Hacker News new | ask | show | jobs
by stingraycharles 2868 days ago
Not parent, but I have the same question; I worked in adtech and video analytics before, now with social media. It's usually a mix of some REST APIs, which already are very easy to scale and manage without using serverless, with long-running backend processes, such as:

* video encoding;

* ETL processes;

* other analytical workloads;

* long-running websocket connections with Twitter/Facebook/etc APIs.

From my perspective, serverless solves the "boring" part of making REST APIs easier to manage, which were already very easy to manage.

How would serverless be applies to, say, a python script that streams Twitter tweets using websockets?

2 comments

You would probably use something like a queue[0] that takes in data from the websocket and dishes it out to lambda functions. You might also use something like Kinesis[1] or other alternatives.

[0] https://aws.amazon.com/sqs/ [1] https://aws.amazon.com/kinesis/

Yes of course, or I could send it into Kafka instead (which makes more sense to me). The point is, how would a serverless process looks like which doesn’t have a REST API and does this long term polling of websockets?
Some platforms like Amazon Lambda let you set up functions to consume data from a variety of event sources: https://docs.aws.amazon.com/lambda/latest/dg/invoking-lambda...
How can I consume the Twitter stream API using that?
It depends what you're doing with that stream, most basically you would create a nano/micro EC2 instance that will just trigger Lambda events on every new tweet. Or you could create some more intricate script that does a lot of pre-processing and then stores it in RDS or S3, and with each new update to either of those sources kick off a Lambda.
Unless the API can stream directly into one of those sources you'd probably need a long-running process, perhaps running on a CaaS like AWS Fargate.

I guess you could argue where to draw the "serverless" line, at functions or containers, but Zeit is calling this container service "serverless" so I think Fargate would fall into the same category. I think it would make sense for Zeit to eventually support long-running containers too (looks like the current max is 30 minutes, I'm not sure how they chose that number)

I don't know this specific API.

Either it works with web-hooks that you could lead to a Lambda via API-Gateway.

Or it needs to pull the data, then you could trigger Lambda via CloudWatch intervals.

Serverless is fantastic for ETL and data analysis, especially for workloads that vary in scale (eg cronjobs). Feed data in, get data out with scaling as needed.
but how do you feed data in? Usually, it's some other service on one of the big 3 cloud providers. I'm using google for my projects these days so it's a mix of Google PubSub and Dataflow.

I think this is the issue/risk with serverless. You either get locked into one of the big 3, or you end up doing all of the ops work to run your own stateful systems. As some of the people above you said, managing and scaling the stateless HTTP components is not the hard/expensive part of the job.
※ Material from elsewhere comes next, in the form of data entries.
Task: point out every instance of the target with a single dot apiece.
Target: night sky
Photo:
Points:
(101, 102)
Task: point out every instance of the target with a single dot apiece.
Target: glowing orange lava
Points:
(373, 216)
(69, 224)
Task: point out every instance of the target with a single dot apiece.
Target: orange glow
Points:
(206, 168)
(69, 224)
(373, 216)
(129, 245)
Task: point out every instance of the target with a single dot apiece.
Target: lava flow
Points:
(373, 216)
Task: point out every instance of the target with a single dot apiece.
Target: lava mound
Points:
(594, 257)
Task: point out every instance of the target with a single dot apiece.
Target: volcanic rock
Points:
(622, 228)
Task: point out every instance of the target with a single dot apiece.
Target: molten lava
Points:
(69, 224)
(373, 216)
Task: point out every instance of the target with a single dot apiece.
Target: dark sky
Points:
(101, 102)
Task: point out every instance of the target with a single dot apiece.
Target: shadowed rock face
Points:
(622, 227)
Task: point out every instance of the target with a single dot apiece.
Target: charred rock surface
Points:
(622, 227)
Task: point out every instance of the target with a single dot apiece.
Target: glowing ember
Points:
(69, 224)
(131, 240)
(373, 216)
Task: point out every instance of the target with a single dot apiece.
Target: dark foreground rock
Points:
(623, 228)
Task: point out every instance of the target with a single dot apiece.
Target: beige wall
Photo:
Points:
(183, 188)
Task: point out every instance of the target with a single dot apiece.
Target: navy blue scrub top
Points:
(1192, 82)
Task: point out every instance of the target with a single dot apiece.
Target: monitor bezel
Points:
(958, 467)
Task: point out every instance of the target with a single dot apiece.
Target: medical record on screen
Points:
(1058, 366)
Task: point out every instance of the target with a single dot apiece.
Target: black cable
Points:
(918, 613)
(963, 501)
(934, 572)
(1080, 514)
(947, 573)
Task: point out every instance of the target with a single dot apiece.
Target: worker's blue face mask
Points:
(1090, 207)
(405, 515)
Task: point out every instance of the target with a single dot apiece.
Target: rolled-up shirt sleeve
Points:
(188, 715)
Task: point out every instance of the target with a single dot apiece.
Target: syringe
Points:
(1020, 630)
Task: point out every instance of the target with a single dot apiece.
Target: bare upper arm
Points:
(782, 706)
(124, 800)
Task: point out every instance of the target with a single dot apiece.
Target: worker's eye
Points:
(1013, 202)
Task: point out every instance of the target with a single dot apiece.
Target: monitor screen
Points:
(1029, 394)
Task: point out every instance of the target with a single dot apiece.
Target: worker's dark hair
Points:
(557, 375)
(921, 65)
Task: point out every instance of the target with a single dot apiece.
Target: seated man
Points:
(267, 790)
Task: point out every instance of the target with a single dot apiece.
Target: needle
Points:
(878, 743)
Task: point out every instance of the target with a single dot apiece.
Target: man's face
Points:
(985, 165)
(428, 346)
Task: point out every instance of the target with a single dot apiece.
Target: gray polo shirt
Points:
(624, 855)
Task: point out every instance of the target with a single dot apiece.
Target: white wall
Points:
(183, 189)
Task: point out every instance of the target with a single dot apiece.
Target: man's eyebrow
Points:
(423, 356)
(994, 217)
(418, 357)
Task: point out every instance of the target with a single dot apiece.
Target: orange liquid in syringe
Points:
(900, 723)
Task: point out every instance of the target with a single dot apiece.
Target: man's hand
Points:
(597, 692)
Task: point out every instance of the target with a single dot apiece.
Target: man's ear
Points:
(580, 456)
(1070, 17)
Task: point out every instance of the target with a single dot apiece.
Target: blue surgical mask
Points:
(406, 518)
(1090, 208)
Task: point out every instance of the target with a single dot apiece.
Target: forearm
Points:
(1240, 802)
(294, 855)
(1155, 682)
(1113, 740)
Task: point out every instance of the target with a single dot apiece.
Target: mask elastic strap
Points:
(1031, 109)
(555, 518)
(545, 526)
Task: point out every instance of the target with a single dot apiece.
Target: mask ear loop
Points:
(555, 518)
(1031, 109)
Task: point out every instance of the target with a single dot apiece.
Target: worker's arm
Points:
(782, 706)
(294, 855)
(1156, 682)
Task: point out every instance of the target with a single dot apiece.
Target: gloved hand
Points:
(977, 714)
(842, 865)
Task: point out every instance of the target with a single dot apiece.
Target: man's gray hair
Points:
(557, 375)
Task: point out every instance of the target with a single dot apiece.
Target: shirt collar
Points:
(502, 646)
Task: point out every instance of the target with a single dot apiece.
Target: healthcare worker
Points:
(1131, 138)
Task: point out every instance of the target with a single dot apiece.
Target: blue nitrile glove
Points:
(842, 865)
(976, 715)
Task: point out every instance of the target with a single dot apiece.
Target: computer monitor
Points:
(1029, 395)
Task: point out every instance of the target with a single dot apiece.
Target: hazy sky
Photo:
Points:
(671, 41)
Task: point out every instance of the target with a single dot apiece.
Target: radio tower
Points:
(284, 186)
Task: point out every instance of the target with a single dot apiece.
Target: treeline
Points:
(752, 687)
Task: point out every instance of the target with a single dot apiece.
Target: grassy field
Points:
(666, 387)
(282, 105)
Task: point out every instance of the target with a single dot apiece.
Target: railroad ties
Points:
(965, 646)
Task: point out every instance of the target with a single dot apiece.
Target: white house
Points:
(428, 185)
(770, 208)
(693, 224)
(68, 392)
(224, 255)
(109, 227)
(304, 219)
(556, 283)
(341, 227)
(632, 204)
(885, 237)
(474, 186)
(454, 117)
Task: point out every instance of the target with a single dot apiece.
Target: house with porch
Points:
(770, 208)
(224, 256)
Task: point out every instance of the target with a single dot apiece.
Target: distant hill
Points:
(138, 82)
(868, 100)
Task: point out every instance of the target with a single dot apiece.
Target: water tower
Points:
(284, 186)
Can't you use a queue service that's essentially just managed kafka/activemq/other-standard-system? I mean sure if you wanted to move off the cloud vendor you'd have to run your queues yourself, but if you're programming to the API of well-known open-source queue system then you're never going to be very locked into a particular vendor.
The short answer is yes, you can do that, but it starts to get nuanced rather quickly. The context of this is a desire to go “serverless” and that solutions like this only give you serverless for the relatively easy parts of your stack. If your goal is to go “serverless” I take that to mean a few things listed below.

    1) you don’t have to manage infrastructure
    2) you don’t have to think about infrastructure (what size cluster do i need to buy?)
    3) you pay for what you use at a granular level. (GB stored, queries made, function invocations, etc)
    4) scale to zero (when not in use, you don’t pay for much of anything)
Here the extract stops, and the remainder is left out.